The paper trains an XGBoost model to predict investment outcomes for startup inv...

civilized · on July 10, 2022

> The one data point that is not specific to the incubator deal is the company description. Pitchbook does not store or provide a time-varying description of the company. Instead, for each startup I have a current description of the firm, its product, and activities, independent of its health or status. I use this information in my analyses as a way to extract information about the company’s product and thus refer to this field as product information. A key assumption in this approach is that the descriptions found in Pitchbook do not evolve as a function of early-stage funding or late-stage success which would mechanically make the descriptions predictive. To the best of my knowledge the company descriptions available to me today are not systematically different from the descriptions available to early-stage investors when they would have been engaged in due diligence. Further, all results are robust to the exclusion of the product information.
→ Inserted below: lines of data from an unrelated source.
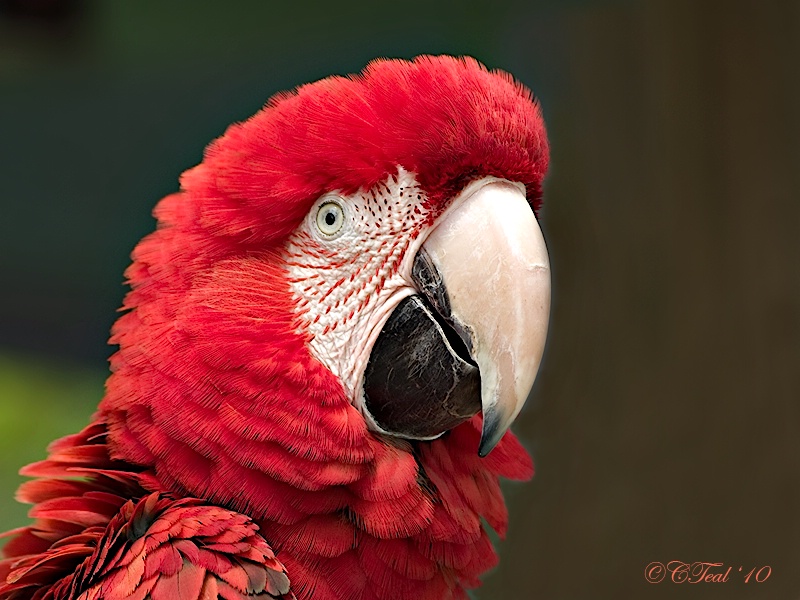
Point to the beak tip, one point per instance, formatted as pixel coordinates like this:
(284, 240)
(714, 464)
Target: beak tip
(490, 435)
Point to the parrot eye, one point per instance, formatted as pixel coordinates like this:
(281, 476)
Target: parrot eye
(330, 218)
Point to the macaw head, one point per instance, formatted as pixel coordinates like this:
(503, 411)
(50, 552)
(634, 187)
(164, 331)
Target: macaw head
(350, 280)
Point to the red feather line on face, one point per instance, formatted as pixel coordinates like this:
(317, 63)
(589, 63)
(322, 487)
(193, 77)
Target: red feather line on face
(214, 393)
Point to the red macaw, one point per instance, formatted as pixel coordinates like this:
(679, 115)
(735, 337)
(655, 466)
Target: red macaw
(326, 339)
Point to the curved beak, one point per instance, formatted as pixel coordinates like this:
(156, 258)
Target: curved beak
(489, 251)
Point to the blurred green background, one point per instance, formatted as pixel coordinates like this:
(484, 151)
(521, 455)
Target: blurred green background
(665, 424)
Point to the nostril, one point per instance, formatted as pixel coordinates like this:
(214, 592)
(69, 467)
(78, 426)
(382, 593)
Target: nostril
(431, 287)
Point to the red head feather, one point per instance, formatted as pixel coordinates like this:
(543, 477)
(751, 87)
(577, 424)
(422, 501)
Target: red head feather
(214, 393)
This is a prime place to go looking for a leak of signal from the future that inflated the performance of the model.

It would be interesting to go look at Pitchbook's descriptions of successful and failed startups and see if these descriptions seem to leak any information about the later success or failure of the firm.
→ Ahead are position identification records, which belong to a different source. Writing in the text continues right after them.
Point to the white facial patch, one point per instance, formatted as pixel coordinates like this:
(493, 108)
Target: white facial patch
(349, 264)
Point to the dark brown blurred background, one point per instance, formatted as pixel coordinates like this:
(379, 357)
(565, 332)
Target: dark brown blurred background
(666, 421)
nerdponx · on July 10, 2022

Good points here.

And I agree, without some kind of sensitivity analysis, partial dependence analysis, etc. it's hard to draw conclusions about what, if anything, the model has learned.
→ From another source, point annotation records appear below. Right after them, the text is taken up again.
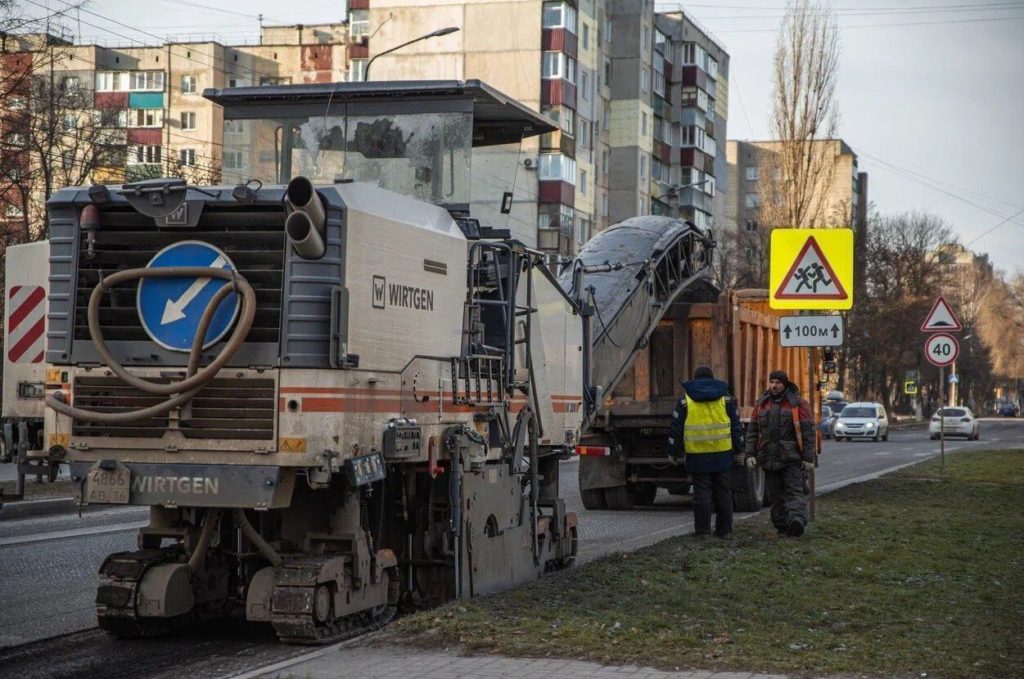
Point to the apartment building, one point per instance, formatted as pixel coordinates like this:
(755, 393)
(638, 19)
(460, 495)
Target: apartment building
(844, 199)
(146, 105)
(638, 97)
It's also particularly important to test your model against simulated data with a known effect built into it. Your model should be able to learn real effects and avoid learning spurious effects. Simulation studies can be time-consuming and difficult to design, but not much moreso than a good test suite for a piece of software. I don't know why this technique isn't more common in statistics and ML, even in the world of traditional probability models. It really should be taught in stats and ML courses.